Method Envy (or is it skill envy?)
In preparation for drafting Chapter 2: "Land, Labor, and the [Indigenous] Nation," I've been hitting the books lately. Mostly, I'm reading things that are long overdue on my "read this, damnit" list or that I read so cursorily the first time that they might as well be first reads. This process is, not surprisingly, both edifying and terrifying. On the one hand, I'm getting all sorts of great insights that I will, hopefully, be able to incorporate into my chapters and am deepening my understanding of and familiarity with existing scholarship. On the other hand, reading the erudite and incisive scholarship of my betters leaves me painfully aware of the gaps and oversimplifications in my own work. It also reawakens my anxiety about remembering subtle insights long enough to have them make it into my writing.
One major cause of both uplift and dismay for me is a sort of methodology envy which may very well be more envy of skill and depth than actual method.

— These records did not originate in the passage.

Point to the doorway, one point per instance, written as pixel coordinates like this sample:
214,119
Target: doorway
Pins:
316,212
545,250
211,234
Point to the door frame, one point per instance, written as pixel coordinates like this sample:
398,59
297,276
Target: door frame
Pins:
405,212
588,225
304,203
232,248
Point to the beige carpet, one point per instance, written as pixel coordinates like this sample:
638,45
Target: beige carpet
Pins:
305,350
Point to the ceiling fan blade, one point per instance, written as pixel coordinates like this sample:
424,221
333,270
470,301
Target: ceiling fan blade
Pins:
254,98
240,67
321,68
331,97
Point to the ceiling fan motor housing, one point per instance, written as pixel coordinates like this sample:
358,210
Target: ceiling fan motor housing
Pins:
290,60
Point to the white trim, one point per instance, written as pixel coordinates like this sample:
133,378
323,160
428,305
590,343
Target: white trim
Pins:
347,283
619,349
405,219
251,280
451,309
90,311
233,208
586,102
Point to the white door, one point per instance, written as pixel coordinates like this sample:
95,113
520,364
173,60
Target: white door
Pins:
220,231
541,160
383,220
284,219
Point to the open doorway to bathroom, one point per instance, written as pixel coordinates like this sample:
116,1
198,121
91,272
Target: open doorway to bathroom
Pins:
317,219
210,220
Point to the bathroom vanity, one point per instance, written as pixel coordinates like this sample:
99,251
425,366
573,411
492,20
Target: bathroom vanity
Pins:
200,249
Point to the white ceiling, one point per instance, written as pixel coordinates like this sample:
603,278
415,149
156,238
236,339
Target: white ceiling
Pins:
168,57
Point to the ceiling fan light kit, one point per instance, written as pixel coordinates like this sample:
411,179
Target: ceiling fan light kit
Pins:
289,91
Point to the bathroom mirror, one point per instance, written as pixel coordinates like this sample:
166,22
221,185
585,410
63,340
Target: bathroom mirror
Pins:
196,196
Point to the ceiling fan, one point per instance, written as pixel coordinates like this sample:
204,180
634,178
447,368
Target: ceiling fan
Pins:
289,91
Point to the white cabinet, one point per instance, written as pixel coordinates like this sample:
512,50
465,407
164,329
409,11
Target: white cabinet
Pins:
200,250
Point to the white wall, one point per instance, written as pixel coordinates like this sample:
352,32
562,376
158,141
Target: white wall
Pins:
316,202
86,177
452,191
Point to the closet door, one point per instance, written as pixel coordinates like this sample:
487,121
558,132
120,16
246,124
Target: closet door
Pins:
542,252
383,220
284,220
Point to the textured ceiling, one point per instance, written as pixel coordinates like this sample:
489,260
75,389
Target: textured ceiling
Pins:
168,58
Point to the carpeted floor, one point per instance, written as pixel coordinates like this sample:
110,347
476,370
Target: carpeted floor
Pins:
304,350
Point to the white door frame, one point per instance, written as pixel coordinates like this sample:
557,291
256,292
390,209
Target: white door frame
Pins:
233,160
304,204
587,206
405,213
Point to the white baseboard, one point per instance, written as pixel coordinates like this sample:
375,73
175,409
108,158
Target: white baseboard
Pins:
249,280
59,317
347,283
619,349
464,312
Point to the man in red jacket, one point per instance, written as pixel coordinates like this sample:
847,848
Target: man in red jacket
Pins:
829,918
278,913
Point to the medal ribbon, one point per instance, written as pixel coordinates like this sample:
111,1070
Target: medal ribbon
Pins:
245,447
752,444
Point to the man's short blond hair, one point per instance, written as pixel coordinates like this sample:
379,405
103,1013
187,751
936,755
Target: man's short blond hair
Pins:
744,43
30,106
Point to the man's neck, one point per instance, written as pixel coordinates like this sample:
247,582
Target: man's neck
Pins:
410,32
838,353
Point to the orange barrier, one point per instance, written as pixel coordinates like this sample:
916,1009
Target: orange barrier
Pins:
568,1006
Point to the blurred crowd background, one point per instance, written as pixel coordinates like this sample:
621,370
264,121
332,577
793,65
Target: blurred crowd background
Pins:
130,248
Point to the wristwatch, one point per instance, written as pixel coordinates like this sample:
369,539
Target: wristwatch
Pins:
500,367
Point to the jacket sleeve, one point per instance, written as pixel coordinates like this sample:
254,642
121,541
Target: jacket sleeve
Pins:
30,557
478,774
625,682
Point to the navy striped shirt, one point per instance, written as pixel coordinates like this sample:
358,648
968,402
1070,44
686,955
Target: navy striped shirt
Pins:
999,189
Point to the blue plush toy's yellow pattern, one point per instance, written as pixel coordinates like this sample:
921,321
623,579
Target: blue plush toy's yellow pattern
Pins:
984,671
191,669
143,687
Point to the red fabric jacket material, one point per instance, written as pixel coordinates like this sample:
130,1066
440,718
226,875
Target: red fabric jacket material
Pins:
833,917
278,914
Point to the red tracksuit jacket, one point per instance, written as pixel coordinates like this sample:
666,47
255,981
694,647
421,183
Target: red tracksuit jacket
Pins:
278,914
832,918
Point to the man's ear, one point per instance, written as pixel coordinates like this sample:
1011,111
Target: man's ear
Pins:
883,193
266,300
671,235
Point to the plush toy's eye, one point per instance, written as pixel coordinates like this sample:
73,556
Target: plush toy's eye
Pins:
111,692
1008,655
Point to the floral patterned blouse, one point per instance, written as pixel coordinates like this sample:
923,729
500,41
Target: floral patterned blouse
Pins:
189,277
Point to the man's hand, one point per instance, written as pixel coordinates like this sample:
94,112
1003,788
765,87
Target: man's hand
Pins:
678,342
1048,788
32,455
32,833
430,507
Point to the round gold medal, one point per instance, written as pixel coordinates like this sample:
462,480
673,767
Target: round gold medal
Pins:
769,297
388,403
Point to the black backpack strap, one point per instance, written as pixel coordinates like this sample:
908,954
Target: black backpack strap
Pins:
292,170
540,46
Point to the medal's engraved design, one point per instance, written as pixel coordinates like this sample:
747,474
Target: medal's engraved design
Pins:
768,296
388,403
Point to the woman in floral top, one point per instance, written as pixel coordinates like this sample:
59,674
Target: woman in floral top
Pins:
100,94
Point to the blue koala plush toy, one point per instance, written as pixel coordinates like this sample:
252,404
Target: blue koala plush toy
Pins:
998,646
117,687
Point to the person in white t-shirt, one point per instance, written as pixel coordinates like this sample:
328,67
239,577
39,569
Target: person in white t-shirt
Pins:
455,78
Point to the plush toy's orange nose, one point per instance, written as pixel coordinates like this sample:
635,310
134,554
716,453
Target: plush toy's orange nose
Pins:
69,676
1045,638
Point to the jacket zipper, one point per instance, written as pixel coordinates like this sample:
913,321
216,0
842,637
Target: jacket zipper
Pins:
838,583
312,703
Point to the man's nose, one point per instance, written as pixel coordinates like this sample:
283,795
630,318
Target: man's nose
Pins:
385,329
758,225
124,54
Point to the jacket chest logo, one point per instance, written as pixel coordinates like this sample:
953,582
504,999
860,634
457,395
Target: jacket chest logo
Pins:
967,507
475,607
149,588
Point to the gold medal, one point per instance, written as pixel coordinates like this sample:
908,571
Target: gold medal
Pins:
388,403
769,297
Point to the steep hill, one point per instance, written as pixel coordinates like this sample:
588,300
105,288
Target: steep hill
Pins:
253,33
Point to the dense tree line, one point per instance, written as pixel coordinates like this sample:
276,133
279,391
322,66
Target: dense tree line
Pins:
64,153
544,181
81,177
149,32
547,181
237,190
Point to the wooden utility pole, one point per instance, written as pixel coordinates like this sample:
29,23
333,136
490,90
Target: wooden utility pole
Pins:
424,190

The two most compelling texts on my reading list in the past week have been a set of articles by A. Kim Clark and the book Liberalismo y Temor by Mercedes Prieto, both historical anthropologists. Both women practice a level of evidentiary density that boggles my mind and makes the loosely knit ruminations of my own work feel all the more fictive in comparison. Of course, I have to recognize that these are women in the prime of their careers and I am only starting. On the other hand, I long for the sort of affective certainty that comes from building an argument rich and directly related archival piece by rich and directly related archival piece. Confronted with the archival ephemerality of the Ecuadorian art world and exacerbated by the sweeping abstraction of my central theme, my own methodology tends more to assemble a handful of gestures and then draw a speculative path among them.
So I wonder, did I merely look in the wrong places? Did I perhaps choose the wrong focus? Are my archives and my historical skills fundamentally deficient? Or does the work I'm doing, the study of rhetorical and visual culture in Ecuador, simply force a different, perhaps more tentative and less demonstrable, methodology? Most likely, I suppose, the answer to each of those is "in a way, yes."